This repository was archived by the owner on Dec 23, 2025. It is now read-only.

Quick Start

Jump to bottom

leafspark edited this page Oct 17, 2024 · 1 revision

Install

Download the latest release for your system on GitHub
Extract to a suitable folder, or use the installer (if using the -setup variant).
Download the .env.example file from here: file
Rename it to .env and move it to the AutoGGUF root folder (where the AutoGGUF-x64 binary is).

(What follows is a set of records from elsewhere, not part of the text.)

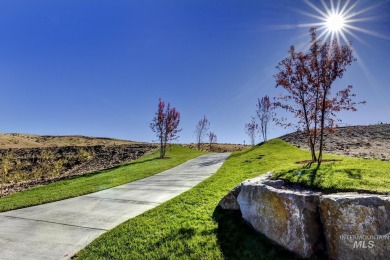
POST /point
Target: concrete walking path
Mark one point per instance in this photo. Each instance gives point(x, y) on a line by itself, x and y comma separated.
point(60, 229)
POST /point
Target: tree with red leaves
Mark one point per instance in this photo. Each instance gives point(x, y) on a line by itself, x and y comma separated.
point(265, 114)
point(201, 130)
point(212, 139)
point(165, 125)
point(308, 79)
point(251, 130)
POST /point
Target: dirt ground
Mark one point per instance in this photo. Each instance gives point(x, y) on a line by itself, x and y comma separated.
point(368, 142)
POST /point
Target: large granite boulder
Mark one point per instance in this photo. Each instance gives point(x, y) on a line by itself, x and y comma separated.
point(229, 202)
point(289, 217)
point(356, 226)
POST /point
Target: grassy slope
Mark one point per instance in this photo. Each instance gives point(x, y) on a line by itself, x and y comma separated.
point(146, 166)
point(191, 227)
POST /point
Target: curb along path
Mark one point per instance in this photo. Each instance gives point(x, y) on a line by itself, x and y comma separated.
point(60, 229)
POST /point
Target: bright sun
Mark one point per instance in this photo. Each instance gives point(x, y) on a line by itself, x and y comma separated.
point(335, 22)
point(337, 19)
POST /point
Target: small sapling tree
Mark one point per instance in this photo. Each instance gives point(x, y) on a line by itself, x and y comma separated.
point(165, 125)
point(201, 130)
point(251, 130)
point(265, 114)
point(212, 138)
point(308, 79)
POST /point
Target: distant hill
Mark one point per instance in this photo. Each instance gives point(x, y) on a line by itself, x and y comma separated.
point(371, 141)
point(39, 141)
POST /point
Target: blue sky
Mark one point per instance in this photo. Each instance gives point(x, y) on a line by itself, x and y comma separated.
point(97, 68)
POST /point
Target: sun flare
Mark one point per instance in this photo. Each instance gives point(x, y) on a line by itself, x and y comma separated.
point(339, 20)
point(335, 22)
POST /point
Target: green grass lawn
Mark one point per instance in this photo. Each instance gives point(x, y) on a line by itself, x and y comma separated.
point(191, 226)
point(143, 167)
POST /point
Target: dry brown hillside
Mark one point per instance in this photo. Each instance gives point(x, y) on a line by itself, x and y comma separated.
point(371, 141)
point(37, 141)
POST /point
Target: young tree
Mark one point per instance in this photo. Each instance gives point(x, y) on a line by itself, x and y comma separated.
point(308, 78)
point(201, 130)
point(264, 113)
point(251, 130)
point(165, 125)
point(212, 138)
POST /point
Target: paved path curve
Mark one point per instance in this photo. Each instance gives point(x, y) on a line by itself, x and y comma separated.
point(60, 229)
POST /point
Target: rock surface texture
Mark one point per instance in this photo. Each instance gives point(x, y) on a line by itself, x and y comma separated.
point(372, 141)
point(340, 225)
point(357, 226)
point(291, 218)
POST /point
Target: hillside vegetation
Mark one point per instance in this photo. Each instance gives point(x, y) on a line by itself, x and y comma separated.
point(141, 168)
point(369, 141)
point(36, 141)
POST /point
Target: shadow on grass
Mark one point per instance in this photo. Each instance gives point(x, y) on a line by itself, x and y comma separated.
point(238, 240)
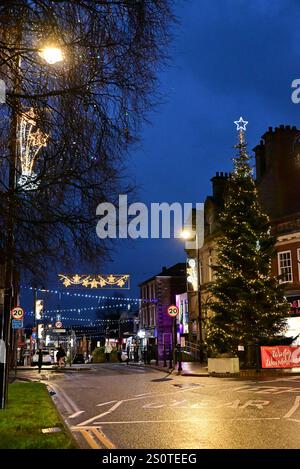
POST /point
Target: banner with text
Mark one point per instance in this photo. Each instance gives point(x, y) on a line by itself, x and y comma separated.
point(280, 356)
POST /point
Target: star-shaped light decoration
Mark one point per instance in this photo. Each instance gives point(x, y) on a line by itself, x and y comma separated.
point(241, 124)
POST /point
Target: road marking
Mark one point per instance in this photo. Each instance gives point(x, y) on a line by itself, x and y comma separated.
point(92, 434)
point(73, 416)
point(293, 409)
point(189, 421)
point(237, 404)
point(114, 407)
point(89, 439)
point(275, 390)
point(104, 440)
point(105, 403)
point(67, 402)
point(128, 400)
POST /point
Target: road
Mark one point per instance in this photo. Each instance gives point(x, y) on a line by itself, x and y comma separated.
point(119, 406)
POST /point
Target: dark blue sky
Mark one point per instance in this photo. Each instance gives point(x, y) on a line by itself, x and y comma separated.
point(228, 58)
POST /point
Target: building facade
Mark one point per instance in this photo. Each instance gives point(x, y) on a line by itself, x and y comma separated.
point(278, 177)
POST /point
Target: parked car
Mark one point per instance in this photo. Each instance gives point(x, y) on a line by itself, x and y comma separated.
point(47, 359)
point(79, 358)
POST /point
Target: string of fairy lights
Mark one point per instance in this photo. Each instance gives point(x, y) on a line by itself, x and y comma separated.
point(87, 295)
point(127, 303)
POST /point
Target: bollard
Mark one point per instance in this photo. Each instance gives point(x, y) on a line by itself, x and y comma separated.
point(179, 358)
point(165, 357)
point(171, 358)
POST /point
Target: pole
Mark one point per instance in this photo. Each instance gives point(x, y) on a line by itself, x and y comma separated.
point(174, 340)
point(9, 269)
point(199, 302)
point(35, 318)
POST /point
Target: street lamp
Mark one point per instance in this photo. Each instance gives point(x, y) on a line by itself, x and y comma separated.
point(189, 235)
point(52, 55)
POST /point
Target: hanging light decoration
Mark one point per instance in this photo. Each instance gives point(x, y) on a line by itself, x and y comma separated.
point(30, 143)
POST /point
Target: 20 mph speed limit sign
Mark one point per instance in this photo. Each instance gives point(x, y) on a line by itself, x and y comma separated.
point(173, 311)
point(17, 313)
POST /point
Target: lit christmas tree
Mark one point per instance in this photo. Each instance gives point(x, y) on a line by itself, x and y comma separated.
point(249, 304)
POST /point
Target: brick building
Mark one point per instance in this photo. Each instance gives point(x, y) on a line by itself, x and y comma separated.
point(278, 178)
point(157, 293)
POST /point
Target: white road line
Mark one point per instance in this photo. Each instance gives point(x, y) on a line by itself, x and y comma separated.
point(293, 409)
point(68, 403)
point(105, 403)
point(189, 421)
point(132, 399)
point(114, 407)
point(63, 402)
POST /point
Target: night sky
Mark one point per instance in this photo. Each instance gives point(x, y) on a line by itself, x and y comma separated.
point(228, 58)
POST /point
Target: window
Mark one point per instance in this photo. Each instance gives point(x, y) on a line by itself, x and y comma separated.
point(285, 266)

Open in your choice of text editor, configure as necessary.

Backend

Click Refresh Releases, and select version and build type for your system.
Click Download, and it will be automatically extracted to the llama_bin directory, ready for use.

HuggingFace -> GGUF (unquantized)

Choose model directory with safetensors using Browse
Choose output GGUF filename and path
Select desired output precision for unquantized GGUF
Specify model name (optional, for GGUF metadata), split max size (optional, for splitting models using GGUF split specification automatically, in place)
Click Convert HF to GGUF, will be dropped at the output path

GGUF (unquantized) -> GGUF (quantized)

Select source/unquantized GGUF model in the model directory, or import from any path on the system.
Select quantization types (multiple, if desired).
Set parameters (Allow Requantize essential for quantized -> more quantized GGUF, although this is not recommended)
Click Quantize Model
Quantized model will be dropped in Output Path directory